RNC News

The RNC sums up the results of 2022. There have been many changes this year: the size of the whole Corpus reached 1.5 billion tokens, two new subcorpora were inaugurated (Panchronic and "From 2 to 15"), the corpus of birchbark letters went parallel, the regional corpus is now disambiguated and features collocations and frequency tools. The old version of the RNC is now closed. The RNC is also migrating to a new interface. All the changes are shown in more detail in the picture.

The Birchbark letter corpus is updated with the texts of archaeological findings from the year 2021, published in 2022. These are the new documents from Veliky Novgorod and Staraya Russa, as well as the very first birchbark letter discovered in Pereyaslavl Ryazansky (modern-day Ryazan). 

A new corpus "From 2 to 15" featuring 75 original and translated texts in prose, read by modern children and teenagers, is inaugurated within the RNC. The main distinguishing feature of the new corpus is the automatic annotation of text fragments according to the age of readers that should be able to understand these fragments. The model is being tested, so mistakes can still appear in this annotation.

The Educational corpus interface has been substantially updated, the corpus is now available with the Get overview feature, and the description of the corpus has been updated.

A section "Corpus-based exercises" has been developed, which presents exercises based on the Educational Corpus and other corpora within the RNC. The exercises belong to different sections of the school Russian course and are designed for independent work in the classroom and at home, as well as for testing.

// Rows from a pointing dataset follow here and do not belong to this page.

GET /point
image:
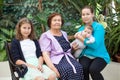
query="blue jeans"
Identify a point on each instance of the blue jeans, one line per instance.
(92, 67)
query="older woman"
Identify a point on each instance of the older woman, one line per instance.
(57, 51)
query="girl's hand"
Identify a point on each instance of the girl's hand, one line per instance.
(75, 46)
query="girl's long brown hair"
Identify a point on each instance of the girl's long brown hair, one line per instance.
(22, 21)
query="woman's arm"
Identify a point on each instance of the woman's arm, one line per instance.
(19, 62)
(49, 62)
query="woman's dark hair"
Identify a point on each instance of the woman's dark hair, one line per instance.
(22, 21)
(91, 9)
(88, 7)
(51, 16)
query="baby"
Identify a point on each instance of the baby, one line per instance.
(87, 32)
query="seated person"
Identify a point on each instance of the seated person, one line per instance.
(57, 51)
(87, 33)
(25, 50)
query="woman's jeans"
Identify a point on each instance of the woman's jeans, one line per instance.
(92, 67)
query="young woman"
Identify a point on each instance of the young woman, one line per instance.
(57, 51)
(95, 56)
(25, 49)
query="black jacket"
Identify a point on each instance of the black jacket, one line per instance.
(16, 52)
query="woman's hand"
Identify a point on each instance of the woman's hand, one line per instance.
(57, 73)
(75, 46)
(39, 67)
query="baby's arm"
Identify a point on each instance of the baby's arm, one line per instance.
(91, 40)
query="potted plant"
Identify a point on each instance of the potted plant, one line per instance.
(112, 40)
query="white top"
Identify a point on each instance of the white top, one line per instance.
(28, 48)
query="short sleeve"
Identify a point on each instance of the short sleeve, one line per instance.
(45, 43)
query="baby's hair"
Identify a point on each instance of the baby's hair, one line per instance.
(89, 27)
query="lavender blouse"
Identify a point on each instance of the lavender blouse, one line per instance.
(48, 43)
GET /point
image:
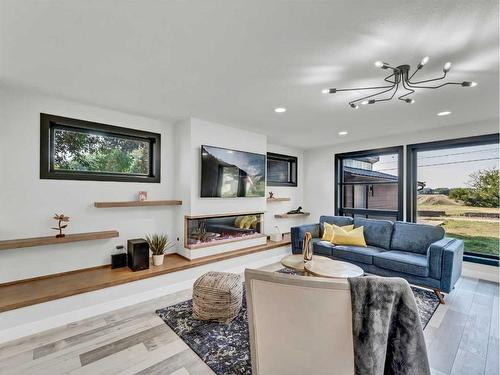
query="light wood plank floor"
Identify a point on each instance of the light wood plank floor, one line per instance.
(462, 338)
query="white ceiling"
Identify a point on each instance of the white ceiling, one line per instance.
(234, 61)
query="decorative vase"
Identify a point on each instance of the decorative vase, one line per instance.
(158, 259)
(307, 250)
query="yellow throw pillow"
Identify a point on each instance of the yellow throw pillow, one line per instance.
(328, 231)
(354, 237)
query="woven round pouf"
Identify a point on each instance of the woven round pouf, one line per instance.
(217, 296)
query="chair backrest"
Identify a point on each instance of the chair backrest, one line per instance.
(299, 324)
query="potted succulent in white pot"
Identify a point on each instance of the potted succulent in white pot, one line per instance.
(158, 244)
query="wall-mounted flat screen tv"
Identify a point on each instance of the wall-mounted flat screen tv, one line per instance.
(231, 174)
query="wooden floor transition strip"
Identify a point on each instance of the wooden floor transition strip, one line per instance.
(29, 292)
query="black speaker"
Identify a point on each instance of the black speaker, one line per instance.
(138, 254)
(119, 260)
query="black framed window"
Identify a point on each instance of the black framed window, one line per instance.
(369, 184)
(72, 149)
(281, 170)
(454, 183)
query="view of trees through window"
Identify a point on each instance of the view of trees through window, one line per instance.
(88, 152)
(458, 189)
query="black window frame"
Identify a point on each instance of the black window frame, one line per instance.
(49, 123)
(411, 180)
(339, 183)
(293, 162)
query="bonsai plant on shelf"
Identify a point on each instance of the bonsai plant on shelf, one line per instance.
(158, 243)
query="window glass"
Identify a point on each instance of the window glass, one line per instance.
(369, 183)
(93, 152)
(457, 188)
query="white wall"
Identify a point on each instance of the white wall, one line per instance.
(191, 134)
(212, 134)
(319, 163)
(296, 195)
(28, 203)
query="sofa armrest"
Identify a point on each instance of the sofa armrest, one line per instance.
(297, 234)
(435, 256)
(445, 261)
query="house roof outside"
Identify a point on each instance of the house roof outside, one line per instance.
(367, 173)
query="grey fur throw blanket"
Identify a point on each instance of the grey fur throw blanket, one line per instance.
(387, 334)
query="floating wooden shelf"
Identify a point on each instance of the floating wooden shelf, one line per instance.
(28, 292)
(284, 216)
(137, 203)
(53, 240)
(224, 215)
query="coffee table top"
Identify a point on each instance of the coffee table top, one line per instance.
(295, 261)
(326, 267)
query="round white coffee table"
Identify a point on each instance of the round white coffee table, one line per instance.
(295, 261)
(326, 267)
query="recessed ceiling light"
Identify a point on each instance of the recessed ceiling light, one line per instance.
(444, 113)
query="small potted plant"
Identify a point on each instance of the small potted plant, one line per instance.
(158, 243)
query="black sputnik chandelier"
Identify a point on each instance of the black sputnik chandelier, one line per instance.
(399, 80)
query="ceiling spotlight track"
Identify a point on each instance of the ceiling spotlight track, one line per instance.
(400, 78)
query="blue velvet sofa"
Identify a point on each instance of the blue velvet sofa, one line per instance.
(416, 252)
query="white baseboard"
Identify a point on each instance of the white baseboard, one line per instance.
(41, 317)
(481, 271)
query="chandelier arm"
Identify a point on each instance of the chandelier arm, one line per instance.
(434, 87)
(427, 80)
(372, 95)
(392, 96)
(364, 88)
(415, 72)
(389, 76)
(411, 91)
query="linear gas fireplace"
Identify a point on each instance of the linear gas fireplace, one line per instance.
(210, 230)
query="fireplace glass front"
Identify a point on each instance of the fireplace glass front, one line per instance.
(208, 231)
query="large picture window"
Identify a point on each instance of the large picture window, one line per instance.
(454, 184)
(73, 149)
(369, 184)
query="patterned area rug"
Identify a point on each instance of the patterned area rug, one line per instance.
(225, 348)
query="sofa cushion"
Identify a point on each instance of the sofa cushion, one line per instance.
(321, 247)
(356, 253)
(377, 232)
(403, 261)
(337, 220)
(415, 238)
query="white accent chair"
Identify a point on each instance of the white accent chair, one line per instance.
(298, 324)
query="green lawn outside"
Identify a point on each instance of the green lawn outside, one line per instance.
(477, 244)
(480, 236)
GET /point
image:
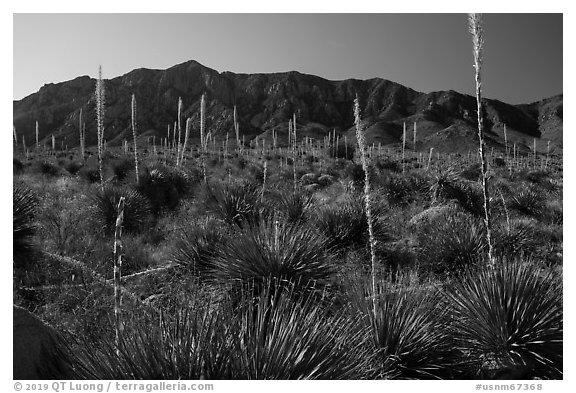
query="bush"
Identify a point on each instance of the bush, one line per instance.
(164, 187)
(451, 242)
(90, 174)
(388, 164)
(400, 189)
(346, 225)
(270, 335)
(47, 168)
(196, 248)
(137, 212)
(528, 202)
(409, 335)
(280, 251)
(239, 205)
(509, 319)
(344, 151)
(17, 165)
(518, 239)
(73, 167)
(24, 208)
(295, 205)
(447, 187)
(121, 167)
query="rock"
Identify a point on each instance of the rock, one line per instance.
(38, 350)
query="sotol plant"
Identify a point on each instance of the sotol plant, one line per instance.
(509, 318)
(100, 104)
(476, 29)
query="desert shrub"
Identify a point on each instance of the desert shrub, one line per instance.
(137, 211)
(355, 173)
(237, 204)
(286, 336)
(17, 165)
(164, 187)
(295, 205)
(90, 173)
(344, 151)
(388, 165)
(47, 168)
(284, 252)
(472, 172)
(24, 209)
(508, 319)
(520, 238)
(137, 255)
(121, 167)
(528, 201)
(345, 224)
(196, 247)
(451, 242)
(408, 333)
(73, 167)
(400, 189)
(445, 186)
(499, 162)
(283, 339)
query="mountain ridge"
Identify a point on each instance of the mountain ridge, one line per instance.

We plan to develop and update the section with new exercises. The corpus users can also participate in the process. We invite teachers and professors to use the corpus to compose their own unique assignments and exercises. Feel free to send us some of your best ideas on info@ruscorpora.ru. We will publish them in the exercises section.

Each corpus within the RNC has its own Corpus Portrait. The Corpus Portrait functionality is designed as a tool that allows a RNC user to analyze the characteristics of a given corpus and assess whether the corpus in question is suitable for their research or teaching needs. The corpus portrait at this stage includes:

* a description of the corpus

* frequency dictionary (only in the Regional Media Corpus)  

All the RNC corpora have tags on a meta-corpus level, allowing to categorize them by historical period, text type, presence of specific annotation, etc. 

If a subcorpus has been customized, users also have access to the respective "Subcorpus Portrait" function. With this tool, by clicking the (i) link in the header of the corpus, one can see the list of selected texts and compare the statistical characteristics of the corpus to the respective parameters of the customized subcorpus. For example, one can compare the frequency dictionary of the regional corpus to those of subcorpora selected within it.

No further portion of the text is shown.